Графу показалось, в горячке государь, коль такие страстные слова говорит, однако тот сбросил грелки, утерся полотенцем и сел.
— Как встану, сам о сем деле похлопочу, — вдруг решил он. — Сам поеду в Двинский острог…
— Твое поручение исполню, Петр Алексеевич! — клятвенно заверил Брюс. — Как ты пожелаешь, так и сделаю, не сомневайся.
— Нет моего доверия к тебе, Яков…
— Отчего же, государь? Вот мое слово: поеду и все устрою, как ты велел! А ежели потребуется, сам с югагиром отправлюсь на реку Индигирку.
Петр вдруг взглянул на него пронзительно и страшно — так он смотрел на приговоренных к смерти:
— Ты ведь слушаешь меня, а себе думаешь: се бред, горячка. Признайся, так или нет?
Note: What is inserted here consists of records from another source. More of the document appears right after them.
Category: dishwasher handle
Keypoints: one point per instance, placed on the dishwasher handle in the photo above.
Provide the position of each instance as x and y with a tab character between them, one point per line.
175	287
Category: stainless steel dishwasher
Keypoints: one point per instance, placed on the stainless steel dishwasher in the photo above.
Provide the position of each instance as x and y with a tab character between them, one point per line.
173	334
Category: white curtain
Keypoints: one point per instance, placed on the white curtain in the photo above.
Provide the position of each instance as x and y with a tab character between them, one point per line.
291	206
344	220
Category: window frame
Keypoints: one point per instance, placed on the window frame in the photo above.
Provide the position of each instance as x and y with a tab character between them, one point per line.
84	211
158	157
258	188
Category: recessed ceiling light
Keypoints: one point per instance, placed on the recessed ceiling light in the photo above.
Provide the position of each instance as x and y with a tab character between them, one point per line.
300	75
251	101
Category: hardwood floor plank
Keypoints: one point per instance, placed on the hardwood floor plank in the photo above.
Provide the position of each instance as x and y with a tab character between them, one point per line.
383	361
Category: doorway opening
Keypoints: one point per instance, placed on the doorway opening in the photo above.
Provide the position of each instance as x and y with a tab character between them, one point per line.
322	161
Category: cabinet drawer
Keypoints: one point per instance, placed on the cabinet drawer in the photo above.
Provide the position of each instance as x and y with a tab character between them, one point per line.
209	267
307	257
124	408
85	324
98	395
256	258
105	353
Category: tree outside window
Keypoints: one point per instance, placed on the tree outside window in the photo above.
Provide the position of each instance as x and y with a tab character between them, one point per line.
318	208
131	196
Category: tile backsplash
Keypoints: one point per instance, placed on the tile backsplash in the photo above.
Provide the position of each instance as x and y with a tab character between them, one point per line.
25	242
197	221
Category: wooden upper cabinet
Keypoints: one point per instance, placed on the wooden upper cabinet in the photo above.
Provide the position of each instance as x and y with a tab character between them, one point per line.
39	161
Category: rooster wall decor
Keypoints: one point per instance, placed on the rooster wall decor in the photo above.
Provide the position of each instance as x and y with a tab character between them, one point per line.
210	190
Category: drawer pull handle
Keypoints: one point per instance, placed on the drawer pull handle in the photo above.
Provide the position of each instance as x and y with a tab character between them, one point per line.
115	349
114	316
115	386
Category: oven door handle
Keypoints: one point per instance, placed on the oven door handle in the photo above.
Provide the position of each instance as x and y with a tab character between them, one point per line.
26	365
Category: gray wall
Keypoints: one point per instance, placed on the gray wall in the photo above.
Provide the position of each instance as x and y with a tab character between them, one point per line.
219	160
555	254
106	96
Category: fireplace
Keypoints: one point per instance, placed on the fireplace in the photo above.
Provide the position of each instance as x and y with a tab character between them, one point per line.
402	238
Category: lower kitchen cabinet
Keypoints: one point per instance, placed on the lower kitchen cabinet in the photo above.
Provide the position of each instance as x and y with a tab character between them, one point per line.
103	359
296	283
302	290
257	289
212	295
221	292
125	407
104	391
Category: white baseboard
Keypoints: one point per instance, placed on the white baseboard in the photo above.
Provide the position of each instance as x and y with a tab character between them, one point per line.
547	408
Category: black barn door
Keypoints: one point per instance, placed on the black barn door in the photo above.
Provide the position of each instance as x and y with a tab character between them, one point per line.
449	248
Брюс знал, в подобные минуты на императора снисходит дар прозренческий, когда он видит всякую, даже самую искусную ложь.
— Помилуй, Петр Алексеевич, так и думал, — признался граф. — Но оттого, что в чудеса не верю. Я суть реалист и более привержен математическому расчету и знаниям естественным. Откуда быть столь чудному календарю у варваров, ежели они живут дико, подобно зверям? Их потребности в знаниях сводятся всего лишь к выживанию в суровых и мрачных землях.
— Мыслишь ты, Яков, как шотландец, — подобрел государь. — И меня к тому же склонил ецде тогда, на Сухаревой башне… А в нашей земле чудес довольно. Вот растолкуй мне, как сей дикий югагир Тренка прознал, сколько лет быть войне со шведами? День и час назвал, когда ты с Остерманом мир попытаешься заключить. Когда король Карл умрет… Много чего предсказал, что сбылось впоследствии… И предрек день и час смерти моей. Теперь прелюбопытно: угадал сей чувонец или нет?
Граф присмирел, испытывая неприятный озноб, исходящий от государевой речи, а тот испил из ковша травяного настоя, утерся рукавом.
— И попекись изрядно, чтоб о поручении моем никто не изведал. Спрашивать станут — отвечай, по промышленным делам отослал Головина на Индигирку.
— Исполню, Петр Алексеевич!
— Вещую книгу, календарь югагирский, нам добудь! — велел строго и трезво император. — Какими хочешь хитростями! Выкради, кули или обменяй. Головину скажи: награда его ждет, что ни пожелает, все исполню. Вот тебе грамота, указ наш. Освободить югагиров от взимания ясака на вечные времена и перевести оных в разряд людей российских. Они за такой указ и князька своего отдадут, ибо гордые, считают себя умнее иных народов и ясак для них унизителен зело…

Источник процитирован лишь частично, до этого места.